Thomas Brownell Eldred | |
Birth Date: | February 19, 1903 |
Birth Place: | Climax, Michigan |
Death Place: | Polk, Pennsylvania |
Nationality: | American |
Education: | Kalamazoo College, Art Institute of Chicago, Art Students League of New York, Atelier 17 |
Field: | Artist, Educator |
Movement: | Abstract expressionism |
Thomas Brownell Eldred (1903–1993) was an American Abstract expressionist painter and printmaker.[1]
Eldred was born on February 19, 1903, in Climax, Michigan.
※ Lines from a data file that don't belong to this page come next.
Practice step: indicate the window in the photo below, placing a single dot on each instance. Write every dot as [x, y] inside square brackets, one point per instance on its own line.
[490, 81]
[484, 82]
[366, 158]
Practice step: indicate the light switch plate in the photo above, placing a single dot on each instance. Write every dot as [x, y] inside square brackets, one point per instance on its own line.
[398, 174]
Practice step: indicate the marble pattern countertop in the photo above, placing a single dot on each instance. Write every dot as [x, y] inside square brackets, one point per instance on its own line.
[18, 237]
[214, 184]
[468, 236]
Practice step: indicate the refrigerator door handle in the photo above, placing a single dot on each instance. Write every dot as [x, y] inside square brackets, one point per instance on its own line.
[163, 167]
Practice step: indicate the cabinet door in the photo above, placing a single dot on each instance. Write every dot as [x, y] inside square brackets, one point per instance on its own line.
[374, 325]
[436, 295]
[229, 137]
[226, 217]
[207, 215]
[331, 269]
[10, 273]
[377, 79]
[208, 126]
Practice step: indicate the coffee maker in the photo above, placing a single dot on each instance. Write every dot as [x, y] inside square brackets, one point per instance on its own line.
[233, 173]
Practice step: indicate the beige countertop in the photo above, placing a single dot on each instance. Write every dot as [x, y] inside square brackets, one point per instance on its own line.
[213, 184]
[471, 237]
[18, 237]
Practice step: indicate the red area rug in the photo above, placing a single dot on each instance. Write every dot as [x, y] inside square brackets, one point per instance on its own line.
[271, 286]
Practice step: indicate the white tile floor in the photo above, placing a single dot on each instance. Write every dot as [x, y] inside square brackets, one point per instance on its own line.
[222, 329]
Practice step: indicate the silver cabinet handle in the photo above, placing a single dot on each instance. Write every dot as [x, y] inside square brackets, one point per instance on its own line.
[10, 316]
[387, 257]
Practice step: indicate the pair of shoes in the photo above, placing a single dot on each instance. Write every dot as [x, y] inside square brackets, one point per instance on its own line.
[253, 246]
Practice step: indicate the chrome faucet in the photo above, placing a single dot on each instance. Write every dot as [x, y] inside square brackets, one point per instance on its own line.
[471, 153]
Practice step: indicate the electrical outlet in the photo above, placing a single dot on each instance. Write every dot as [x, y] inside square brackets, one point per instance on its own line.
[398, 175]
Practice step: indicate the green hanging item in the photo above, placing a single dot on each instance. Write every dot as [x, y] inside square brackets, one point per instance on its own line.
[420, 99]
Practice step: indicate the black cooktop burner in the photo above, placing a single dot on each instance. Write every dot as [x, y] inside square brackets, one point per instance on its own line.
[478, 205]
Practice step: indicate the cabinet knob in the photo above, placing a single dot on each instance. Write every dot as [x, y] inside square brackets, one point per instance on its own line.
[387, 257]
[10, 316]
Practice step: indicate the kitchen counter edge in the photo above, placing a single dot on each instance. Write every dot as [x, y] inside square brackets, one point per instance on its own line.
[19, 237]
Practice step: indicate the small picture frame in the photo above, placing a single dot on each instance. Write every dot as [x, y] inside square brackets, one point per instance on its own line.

He served for a time with the Merchant Marines.[2] He attended the Kalamazoo College, the School of the Art Institute of Chicago, the Art Students League of New York, and Atelier 17. His teachers included Guy Pène du Bois, Thomas Hart Benton, Stanley William Hayter, Louis Ritman, and John Vanderpoel.,[1] Eldred was strongly influenced by Werner Drewes.[2]
Eldred taught printmaking[3] at the Brooklyn Museum Art School from 1933 through 1938[2] under the auspices of the Works Progress Administration.[1]
Eldred exhibited at the Art Institute of Chicago, the Brooklyn Museum, the Detroit Institute of Arts, The New School, and the Virginia Museum of Fine Arts.[1] His work is in the collections of the Brooklyn Museum, the Guggenheim, and the National Gallery of Art,[4] [1]
Eldred died on May 21, 1993, in Polk, Pennsylvania.[2]